Who knows? Italy's closer to your home country, isn't it? Both are in deep deep trouble now, and will be for some time yet. If you still have ties in Slovakia you may be better off going back to a nice sunny spot there.


----------



## Pesky Wesky (May 10, 2009)

sadlybroke said:


> I looked at a number of websites and they all suggest it's from the age of 6.
> 
> My daughter will be 6 in January 2013 - if we move to Spain in September 2012, will she have to start the school straight away, or after she reaches the age of 6 (i.e. from September 2014)?


Look at post 3 in the thread that xabia recommends


----------



## sadlybroke (Jun 19, 2012)

Pesky Wesky said:


> Hi sadlybroke,
> Not such a positive name - hope it's not true!!


 No it's not true, it's a reference to where I live now.

Thanks for the info and opinions.



Pesky Wesky said:


> If you still have ties in Slovakia you may be better off going back to a nice sunny spot there.


The problem is that even the sunniest spot in Slovakia is sunny for max 3-4 months in a year. I am not too keen on winter with snow either. I guess it's OK for people who like 4 proper distinct seasons but I and my family prefer a lot of sunshine and mild winters.


----------



## xabiaxica (Jun 23, 2009)

sadlybroke said:


> I looked at a number of websites and they all suggest it's from the age of 6.
> 
> My daughter will be 6 in January 2013 - if we move to Spain in September 2012, will she have to start the school straight away, or after she reaches the age of 6 (i.e. from September 2014)?


what matters is the year she was born

if I can actually count, she was born in January 2007? In that case she would have to start obligatory primary school in September 2013


----------



## sadlybroke (Jun 19, 2012)

xabiachica said:


> what matters is the year she was born
> 
> if I can actually count, she was born in January 2007? In that case she would have to start obligatory primary school in September 2013


Yes, thank you very much for your hep with this one.


----------



## harryw (Jun 26, 2011)

*What's the purpose*



xabiachica said:


> it shouldn't be a problem....
> 
> we moved briefly to the US (not briefly enough IMO) & my elder daughter went to school there
> 
> ...


In a forum devoted to Spain, what is your intent in writing negatively about the US - "we moved briefly to the US (not briefly enough IMO"? Who cares about your experience in an unrelated country?

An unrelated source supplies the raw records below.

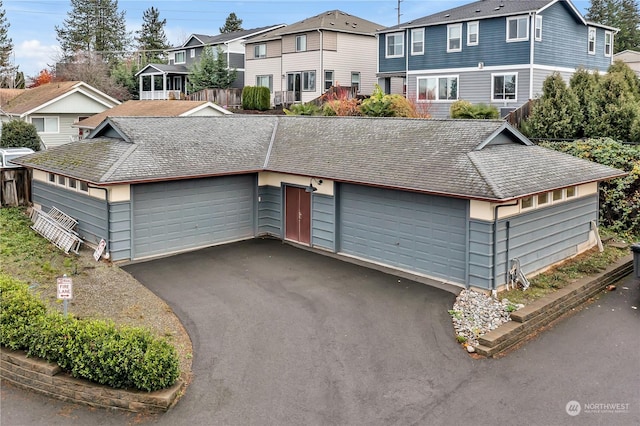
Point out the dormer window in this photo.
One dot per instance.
(518, 28)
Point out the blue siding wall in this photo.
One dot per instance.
(323, 221)
(270, 211)
(538, 238)
(91, 213)
(564, 42)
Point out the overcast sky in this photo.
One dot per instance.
(32, 22)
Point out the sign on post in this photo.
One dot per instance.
(65, 288)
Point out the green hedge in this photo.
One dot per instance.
(125, 357)
(256, 98)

As a "moderator", you should have better judgement than this. Suggest you take your thoughts to a "loser" forum, where you will fit in quite well


----------



## xabiaxica (Jun 23, 2009)

harryw said:


> In a forum devoted to Spain, what is your intent in writing negatively about the US - "we moved briefly to the US (not briefly enough IMO"? Who cares about your experience in an unrelated country? As a "moderator", you should have better judgement than this. Suggest you take your thoughts to a "loser" forum, where you will fit in quite well


I could have deleted this for insulting me - but I won't 

I am entitled to my opinion of the US, & to state it - it didn't suit me to live there, so in my opinion we were there too long, and it goes some way to explaining why we were there _briefly_, without giving detail

moderators have a right to opinions - & I stated that as an aside, in brackets

my experience there WAS relevant to the point that I was making - that my daughter, after being in the school system in the US, returned to the same school in the UK & indeed the same class........... which was answering the OP's question


you are welcome to post here should you wish to continue to do so, but please note that _personal opinions_ are within the rules - personally insulting other posters is not.


apologies to the OP for digression

:focus:

any further off topic comments will be deleted


----------



## swedeinus (Mar 23, 2009)

Homeschooling in Italy is quite restricted as well, but from what I hear it's easier for foreigners to get an approval. Stating that you may return to the UK could help. 

Yes, homeschooling in Spain is illegal, but in Catalonia I thought they had legalized it recently. 

There are also umbrella schools that you can use, I'm sure there are some based in the UK (I have only experience with US ones).


----------